Well, in my opinion: not always. Whilst we know a fair amount about it, the problem here lies with production, and the inherent variability in herbal medicines. Because they're made from plant materials, there can be a huge amount of variability in what each tablet contains.. Even if you're using a product licensed under the Traditional Herbal Registration scheme, there can still be variability between each batch, depending on where the plant was grown, the time of year/ day it was harvested, and what it was treated after it was harvested. So, if you get stabilised on one batch of medicine, the next batch may contain differing amounts of active ingredients, which could mean a whole host of things might happen: it might work better, it might start interacting with your other meds, it might trigger a side effect etc. Then, just when you're getting used to that batch, the next one is different too, etc etc.

I've come across a few enquiries where a patient wants to use St John's Wort as add-on therapy along with their antidepressants. It maybe doesn't occur to the patient or their GP/pharmacist etc that it actually works in a very similar way to a conventional antidepressant. Combinations of antidepressants are usually only done under specialist care (with a few exceptions) because combining them increases the risk of some very severe side effects such as serotonin syndrome- the same applies to St John's Wort. The fact it's "natural" seems to blindside people into forgetting the usual principles of how medicines work. 

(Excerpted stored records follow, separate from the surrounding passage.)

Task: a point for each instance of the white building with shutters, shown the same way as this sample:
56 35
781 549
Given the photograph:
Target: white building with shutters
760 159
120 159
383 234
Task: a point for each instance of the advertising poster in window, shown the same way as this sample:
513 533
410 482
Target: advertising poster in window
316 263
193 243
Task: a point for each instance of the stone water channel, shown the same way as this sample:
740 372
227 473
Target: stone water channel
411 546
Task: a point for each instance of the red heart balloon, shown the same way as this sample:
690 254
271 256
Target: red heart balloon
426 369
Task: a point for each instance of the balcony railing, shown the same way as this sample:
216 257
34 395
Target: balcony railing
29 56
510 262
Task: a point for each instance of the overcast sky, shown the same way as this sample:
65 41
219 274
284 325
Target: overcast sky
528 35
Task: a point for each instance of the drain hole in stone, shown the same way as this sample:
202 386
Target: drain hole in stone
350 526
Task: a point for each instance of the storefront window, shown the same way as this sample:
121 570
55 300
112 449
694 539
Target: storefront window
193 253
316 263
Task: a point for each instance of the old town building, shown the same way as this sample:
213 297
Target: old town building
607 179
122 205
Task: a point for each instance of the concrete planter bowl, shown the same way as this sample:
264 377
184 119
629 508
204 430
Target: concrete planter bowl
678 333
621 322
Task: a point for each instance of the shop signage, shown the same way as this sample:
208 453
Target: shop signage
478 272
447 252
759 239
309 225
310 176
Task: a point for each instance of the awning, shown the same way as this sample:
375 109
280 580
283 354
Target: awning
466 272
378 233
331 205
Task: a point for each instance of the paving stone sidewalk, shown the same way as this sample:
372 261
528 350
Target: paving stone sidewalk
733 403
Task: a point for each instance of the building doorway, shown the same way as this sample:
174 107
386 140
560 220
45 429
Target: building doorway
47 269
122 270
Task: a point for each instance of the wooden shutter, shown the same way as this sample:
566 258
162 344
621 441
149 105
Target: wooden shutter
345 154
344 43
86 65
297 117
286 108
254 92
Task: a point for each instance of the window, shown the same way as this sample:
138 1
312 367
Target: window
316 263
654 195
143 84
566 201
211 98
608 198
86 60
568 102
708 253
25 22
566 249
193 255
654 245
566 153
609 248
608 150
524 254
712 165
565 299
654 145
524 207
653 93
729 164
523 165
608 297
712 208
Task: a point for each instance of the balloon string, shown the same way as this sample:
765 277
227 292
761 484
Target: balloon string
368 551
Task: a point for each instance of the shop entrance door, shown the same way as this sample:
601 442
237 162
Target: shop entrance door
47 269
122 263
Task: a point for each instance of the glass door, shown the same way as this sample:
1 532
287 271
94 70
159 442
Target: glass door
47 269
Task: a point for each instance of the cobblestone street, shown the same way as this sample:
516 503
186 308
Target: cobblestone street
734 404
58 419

This is before we even get into the territory of risks associated with self-treatment of what can be a very, very serious disease. Would I exclude use of St John's Wort entirely, for everyone? No, because it does appear to work. But do I treat it with as much (if not more) caution than I would an SSRI? Yes, because there's still not that much information about its safety in the grand scheme of things. So this sort of negates the point of it, to be honest.

Hopefully that explains a bit about why I'm cautious about herbal medicines.

Have a lovely New Year's Eve folks, see you again in 2013.